Nombreux, nous avons via le site de l’Elysée envoyéEs un courrier à la présidence de la République.

Bien que cela n’a rien a voir avec le vih ou la séropositivité, les luttes sont liées

 

« Monsieur le Président de la République,

Vous venez de « reconnaître » un droit de conscience aux Maires concernant l’ouverture du mariage pour les couples de même sexes.

Cet engagement, le votre, symbolisant une immense avancée (d’autres sont encore à faire, mais celle ci est importante) est aujourd’hui entachée par l’outrance et l’insulte.

Ce week end, des manifestations oû des propos insultants, graves voir des délits ont été à regretter.

Nous sommes présentés comme des dangers, des sous citoyenNEs, des pervers, bref, des gens qui ne mériteraient aucun respect.

Cela est assez, je ne supporte plus cela et vous deviez agir.

Au contraire, vous avez validé l’idée que cette avancée pouvait être à géométrie variable. Et ce n’est pas acceptable.

Accorder une « clause de conscience » qui juridiquement est creuse étant donné qu’aujourd’hui, déjà, la plupart des mariages ne sont pas célébrés par les Maire mais par leurs Adjoints ou par délégation aux Conseillers municipaux, vous êtes rentré dans leur « jeu » qui pour moi, pour nous n’en est pas un.
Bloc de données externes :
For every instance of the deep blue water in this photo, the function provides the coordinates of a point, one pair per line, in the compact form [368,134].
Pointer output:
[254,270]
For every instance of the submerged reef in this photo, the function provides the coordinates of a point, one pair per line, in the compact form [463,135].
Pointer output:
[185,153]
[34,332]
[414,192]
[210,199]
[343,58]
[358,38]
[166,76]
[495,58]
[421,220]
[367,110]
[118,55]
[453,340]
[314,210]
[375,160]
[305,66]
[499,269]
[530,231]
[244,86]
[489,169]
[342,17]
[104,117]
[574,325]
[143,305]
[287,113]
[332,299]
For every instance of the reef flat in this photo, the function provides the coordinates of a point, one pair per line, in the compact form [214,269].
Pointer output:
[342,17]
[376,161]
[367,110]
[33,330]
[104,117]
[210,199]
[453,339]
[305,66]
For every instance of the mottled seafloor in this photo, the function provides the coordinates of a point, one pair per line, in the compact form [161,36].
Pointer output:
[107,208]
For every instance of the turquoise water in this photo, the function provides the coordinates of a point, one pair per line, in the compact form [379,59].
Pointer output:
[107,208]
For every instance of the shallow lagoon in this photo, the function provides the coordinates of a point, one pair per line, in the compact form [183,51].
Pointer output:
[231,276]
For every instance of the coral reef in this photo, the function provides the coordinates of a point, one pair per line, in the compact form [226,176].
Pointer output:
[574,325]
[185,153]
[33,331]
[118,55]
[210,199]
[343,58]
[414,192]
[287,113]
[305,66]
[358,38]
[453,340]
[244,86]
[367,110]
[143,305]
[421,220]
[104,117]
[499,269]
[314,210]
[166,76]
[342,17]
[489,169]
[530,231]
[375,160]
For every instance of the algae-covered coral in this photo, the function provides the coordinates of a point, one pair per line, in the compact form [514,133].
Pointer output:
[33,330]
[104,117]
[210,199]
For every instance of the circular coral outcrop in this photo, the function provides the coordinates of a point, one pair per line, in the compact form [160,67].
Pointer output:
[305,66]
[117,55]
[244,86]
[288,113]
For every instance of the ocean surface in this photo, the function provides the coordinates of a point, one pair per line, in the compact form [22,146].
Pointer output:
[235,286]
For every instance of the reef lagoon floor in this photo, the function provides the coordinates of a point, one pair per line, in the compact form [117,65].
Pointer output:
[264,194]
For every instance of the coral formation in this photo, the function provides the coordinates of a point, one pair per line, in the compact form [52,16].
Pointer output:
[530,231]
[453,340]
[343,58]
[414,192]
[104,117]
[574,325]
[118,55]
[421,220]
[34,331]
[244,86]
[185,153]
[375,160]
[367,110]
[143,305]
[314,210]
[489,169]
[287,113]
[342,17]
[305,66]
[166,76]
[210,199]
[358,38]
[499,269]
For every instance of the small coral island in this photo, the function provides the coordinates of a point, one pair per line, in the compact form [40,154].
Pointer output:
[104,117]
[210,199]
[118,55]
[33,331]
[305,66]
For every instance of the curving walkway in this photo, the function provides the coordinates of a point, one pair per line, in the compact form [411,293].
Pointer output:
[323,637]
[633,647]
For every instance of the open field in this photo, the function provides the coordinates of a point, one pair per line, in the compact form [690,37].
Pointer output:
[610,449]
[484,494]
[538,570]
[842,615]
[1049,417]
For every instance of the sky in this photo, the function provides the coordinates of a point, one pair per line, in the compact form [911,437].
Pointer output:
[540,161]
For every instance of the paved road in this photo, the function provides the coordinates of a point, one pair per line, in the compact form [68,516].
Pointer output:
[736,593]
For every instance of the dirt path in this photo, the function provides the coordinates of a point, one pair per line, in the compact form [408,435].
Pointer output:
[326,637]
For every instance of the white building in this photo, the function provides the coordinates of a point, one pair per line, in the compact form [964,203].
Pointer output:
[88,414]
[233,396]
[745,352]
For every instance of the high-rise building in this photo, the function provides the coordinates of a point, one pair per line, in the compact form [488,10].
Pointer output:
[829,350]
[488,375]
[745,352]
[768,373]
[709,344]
Au lieu d’affirmer, fermement votre détermination, vous avez donné du terrain à vos détracteurs, à nos opposants. C’est politiquement mal pensé et au final vous n’en sortirez pas plus grand, voir même abaissé, nous ne retiendrons de vous que cette faiblesse au lieu de vous reconnaître être celui qui aura ouvert le mariage à toutes et tous.

Monsieur le Président de la République vous êtes en train de perdre une bataille et votre victoire sera misérable.

Veuillez croire en mon consciencieux respect.

Kévin Gagneul »

 

Le 16 décembre, manifestons pour nos droits, pour notre respect, pour nos amantEs, nos futurs compagnes et compagnons, nos parents, nos enfants et nos futurs enfants, pour nos amiEs, pour nous aussi.